Bugünden itibaren, hepimizin yüreğinde var olan o yücelik, diri KAHA insanlık, bilgeler mektebinde göz olacak, söz olacak, din olacak, darı bolu dilleyecek, akıp geçecek.

Hal ilmi, hak ilmidir. Hal ilmini bilmeyen, aklın kapısını açamaz. Açmak için şarkılar, türküler gerekir ama savaş da gerekir.

Savaş, ilmin savaşı olmalıdır. İlimin alemlerin ilmiyle kodlaması gerekir. Hayrın tınısının, tende, toprak toplumda kodlanmış kaynak olması gerekir.

“Hani, devrim yapılacaktı dünyada? Hani, yol insanlığı tohumlayacaktı? Hani, zaman kapılarının tümü açık kalacaktı? Hani, insanlık ekibi mutlak kullukta bütünün gözü olacaktı? Hani, bunlar olmadı? Olmadı…” diyorlar ya!

Çok mu kolaydı, başlamak ve bitirmek? Çok mu kolaydı ölüyü diriltmek? Çok mu kolaydı murat olanı kodlayıp, tohumlayıp, aşka kayıtlamak? Kolay mıydı insanlaştırmak? Hayır… hayır, kolay olsaydı, bundan evvel de bu çalışmalar yaptırılmış ve kalem olanların kontrolu sağlanmış olurdu. Ama bunlar olmadı…..

Bugüne geldik. Bugün cemaatlerin temel bilgiyi dahi bilmedikleri bir dünyada, tanrılık kapısının açılması, hakkın kapısının açılması, yer kürenin gök sözcülüğü yapması, öfkeyi aşmadıkça, geri çekilişin olmayacağını anlayabilmesi mutlak gerekir.

(Devamı 2. bölümde)

SÜPER İNSANLIK REALİTESİ

 

https://vimeo.com/194171462

 

3.ARALIK.2016 TARİHLİ YENİ DÜNYA YENİ YAŞAM 20
AV. NEZİRE SELÇUK ÖZ BİLİŞ, 1. AKIŞ, 2. BÖLÜM

Ve bizler... Çantamızı alıp geldik zamana!.. Ağırız... Alah'ın dediğini diyenleriz bizler!.. Aşk, sırdır insan soyuna.

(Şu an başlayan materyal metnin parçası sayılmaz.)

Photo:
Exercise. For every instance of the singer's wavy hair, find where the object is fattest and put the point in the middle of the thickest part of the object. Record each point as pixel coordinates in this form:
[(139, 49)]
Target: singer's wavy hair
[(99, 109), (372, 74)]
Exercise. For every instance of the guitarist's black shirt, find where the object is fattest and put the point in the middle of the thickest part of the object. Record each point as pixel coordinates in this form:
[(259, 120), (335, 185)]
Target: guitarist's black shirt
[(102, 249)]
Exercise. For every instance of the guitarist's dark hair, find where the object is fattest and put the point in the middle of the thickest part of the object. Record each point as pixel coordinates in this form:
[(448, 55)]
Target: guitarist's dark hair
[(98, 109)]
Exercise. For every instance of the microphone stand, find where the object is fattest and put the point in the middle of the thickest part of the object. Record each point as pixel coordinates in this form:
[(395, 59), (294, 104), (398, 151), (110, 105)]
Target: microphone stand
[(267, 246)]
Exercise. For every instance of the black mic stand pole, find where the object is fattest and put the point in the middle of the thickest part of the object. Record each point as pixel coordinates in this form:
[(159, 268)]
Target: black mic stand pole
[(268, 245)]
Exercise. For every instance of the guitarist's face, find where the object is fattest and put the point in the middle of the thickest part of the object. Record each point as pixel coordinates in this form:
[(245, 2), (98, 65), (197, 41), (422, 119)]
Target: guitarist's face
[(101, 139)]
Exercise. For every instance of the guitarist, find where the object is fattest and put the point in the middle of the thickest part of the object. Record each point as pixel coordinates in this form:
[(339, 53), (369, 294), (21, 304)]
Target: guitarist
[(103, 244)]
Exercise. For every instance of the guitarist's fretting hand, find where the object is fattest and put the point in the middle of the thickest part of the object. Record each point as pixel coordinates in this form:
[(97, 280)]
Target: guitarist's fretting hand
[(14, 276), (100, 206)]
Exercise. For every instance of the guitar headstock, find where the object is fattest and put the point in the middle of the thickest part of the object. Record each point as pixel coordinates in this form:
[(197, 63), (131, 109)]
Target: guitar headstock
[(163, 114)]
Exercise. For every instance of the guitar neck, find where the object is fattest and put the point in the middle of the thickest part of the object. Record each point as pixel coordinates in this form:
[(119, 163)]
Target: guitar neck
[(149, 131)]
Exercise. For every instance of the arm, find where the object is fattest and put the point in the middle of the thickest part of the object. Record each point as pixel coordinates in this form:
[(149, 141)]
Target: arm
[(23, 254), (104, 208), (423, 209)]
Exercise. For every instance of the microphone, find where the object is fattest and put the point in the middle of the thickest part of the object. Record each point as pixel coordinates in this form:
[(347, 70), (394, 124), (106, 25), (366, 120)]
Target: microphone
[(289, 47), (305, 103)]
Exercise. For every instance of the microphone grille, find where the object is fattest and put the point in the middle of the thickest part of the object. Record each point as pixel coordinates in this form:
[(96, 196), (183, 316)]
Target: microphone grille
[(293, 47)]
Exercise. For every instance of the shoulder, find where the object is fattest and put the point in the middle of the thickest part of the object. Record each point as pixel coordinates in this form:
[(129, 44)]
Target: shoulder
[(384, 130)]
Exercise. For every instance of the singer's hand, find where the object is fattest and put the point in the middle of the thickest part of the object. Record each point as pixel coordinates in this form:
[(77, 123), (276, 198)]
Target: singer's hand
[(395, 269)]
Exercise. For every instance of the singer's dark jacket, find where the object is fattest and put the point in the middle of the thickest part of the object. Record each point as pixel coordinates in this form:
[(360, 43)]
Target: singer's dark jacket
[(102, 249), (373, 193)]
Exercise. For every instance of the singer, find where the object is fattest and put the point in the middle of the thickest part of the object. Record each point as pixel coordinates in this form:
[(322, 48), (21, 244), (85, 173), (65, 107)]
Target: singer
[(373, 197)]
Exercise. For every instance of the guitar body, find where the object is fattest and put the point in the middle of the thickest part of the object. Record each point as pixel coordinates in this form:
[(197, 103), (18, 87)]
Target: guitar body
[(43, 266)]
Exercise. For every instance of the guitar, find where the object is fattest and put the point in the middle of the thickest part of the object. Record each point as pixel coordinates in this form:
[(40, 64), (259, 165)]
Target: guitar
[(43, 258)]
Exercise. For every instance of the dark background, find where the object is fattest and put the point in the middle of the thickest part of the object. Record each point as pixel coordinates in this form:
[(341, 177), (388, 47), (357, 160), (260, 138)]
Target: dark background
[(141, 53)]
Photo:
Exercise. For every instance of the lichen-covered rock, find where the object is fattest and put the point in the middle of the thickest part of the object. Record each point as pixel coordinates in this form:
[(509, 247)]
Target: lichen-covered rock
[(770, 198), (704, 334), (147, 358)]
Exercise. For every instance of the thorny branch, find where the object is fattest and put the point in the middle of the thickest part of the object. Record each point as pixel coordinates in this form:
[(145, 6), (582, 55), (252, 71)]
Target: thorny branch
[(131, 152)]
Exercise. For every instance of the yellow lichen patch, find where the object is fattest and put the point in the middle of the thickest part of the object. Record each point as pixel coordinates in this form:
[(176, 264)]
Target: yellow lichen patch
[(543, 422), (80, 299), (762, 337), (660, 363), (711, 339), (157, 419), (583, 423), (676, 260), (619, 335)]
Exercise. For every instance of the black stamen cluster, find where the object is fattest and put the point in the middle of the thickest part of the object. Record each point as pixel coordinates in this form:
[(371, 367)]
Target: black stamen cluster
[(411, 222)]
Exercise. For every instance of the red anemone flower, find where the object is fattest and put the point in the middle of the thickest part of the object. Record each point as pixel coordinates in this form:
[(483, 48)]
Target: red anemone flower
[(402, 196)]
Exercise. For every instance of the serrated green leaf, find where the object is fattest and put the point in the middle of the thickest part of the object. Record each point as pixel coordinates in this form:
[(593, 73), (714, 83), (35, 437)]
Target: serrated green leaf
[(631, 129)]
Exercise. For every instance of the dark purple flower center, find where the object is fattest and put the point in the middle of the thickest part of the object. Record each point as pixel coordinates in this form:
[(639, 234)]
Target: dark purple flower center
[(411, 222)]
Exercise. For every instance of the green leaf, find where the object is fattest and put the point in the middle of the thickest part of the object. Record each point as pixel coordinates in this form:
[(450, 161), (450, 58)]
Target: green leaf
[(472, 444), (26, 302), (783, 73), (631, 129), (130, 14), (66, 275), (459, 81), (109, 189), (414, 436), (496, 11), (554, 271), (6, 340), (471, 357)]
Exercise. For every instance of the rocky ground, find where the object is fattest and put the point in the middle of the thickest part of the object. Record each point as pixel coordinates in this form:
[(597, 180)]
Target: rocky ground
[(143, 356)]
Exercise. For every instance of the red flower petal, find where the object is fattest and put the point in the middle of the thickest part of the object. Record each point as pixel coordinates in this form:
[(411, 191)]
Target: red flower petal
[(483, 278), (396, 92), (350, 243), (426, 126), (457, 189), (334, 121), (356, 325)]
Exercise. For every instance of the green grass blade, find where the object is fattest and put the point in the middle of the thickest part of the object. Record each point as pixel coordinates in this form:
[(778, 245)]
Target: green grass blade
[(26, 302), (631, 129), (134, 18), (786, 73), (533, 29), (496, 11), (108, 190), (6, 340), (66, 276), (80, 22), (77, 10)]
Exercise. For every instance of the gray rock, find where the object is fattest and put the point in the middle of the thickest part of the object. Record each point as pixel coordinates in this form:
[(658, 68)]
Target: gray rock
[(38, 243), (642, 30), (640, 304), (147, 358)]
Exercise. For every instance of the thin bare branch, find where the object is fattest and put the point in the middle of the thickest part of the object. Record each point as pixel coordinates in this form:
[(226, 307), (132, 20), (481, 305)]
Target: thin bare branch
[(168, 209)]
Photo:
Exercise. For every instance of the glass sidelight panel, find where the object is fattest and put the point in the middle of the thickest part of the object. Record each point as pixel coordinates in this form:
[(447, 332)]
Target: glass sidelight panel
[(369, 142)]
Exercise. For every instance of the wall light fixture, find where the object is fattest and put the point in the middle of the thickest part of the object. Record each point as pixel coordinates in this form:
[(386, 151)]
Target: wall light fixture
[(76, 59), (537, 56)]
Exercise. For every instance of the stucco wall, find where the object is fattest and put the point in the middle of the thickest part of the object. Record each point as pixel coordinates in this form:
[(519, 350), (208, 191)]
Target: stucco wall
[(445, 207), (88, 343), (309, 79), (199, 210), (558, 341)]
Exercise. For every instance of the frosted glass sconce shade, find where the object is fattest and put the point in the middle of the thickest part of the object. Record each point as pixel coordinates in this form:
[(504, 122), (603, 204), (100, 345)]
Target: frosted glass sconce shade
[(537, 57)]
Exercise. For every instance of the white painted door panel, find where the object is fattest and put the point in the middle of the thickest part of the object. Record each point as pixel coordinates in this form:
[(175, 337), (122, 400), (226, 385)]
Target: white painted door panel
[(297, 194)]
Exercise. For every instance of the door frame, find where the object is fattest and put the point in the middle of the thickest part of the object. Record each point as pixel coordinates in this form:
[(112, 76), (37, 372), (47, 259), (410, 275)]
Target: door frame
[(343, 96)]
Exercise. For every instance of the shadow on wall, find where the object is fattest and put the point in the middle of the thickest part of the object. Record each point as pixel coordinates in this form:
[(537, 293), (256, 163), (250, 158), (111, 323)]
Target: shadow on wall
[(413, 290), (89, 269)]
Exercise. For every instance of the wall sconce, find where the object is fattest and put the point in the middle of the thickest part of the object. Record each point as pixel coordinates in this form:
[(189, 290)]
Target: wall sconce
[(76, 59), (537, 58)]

Aşkın sınırını kaldıranlar, aşkı hak edip aşıp geçenler, muktedir insanın kelamda olduğunu anlayacaktılar...

Umut olur ki dolu dizgin yaptığımız bütün bu çalışmalar, ağırı hafifletebilir de tükenen tüm insanlık boyutlarındakiler, yerkürenin gücüyle birleşirler ve yaşama dönerler...

Dönüştür aslında istenen. İlmin kapısının açılışı ve dönüş... Ama dönenin öfkeyi aşmış olması gerekir. Asıl dünya, evrenlerin sitemleşmesindeki o sarfedilen çabanın yoğunlaştırıldığı bu dünyadır...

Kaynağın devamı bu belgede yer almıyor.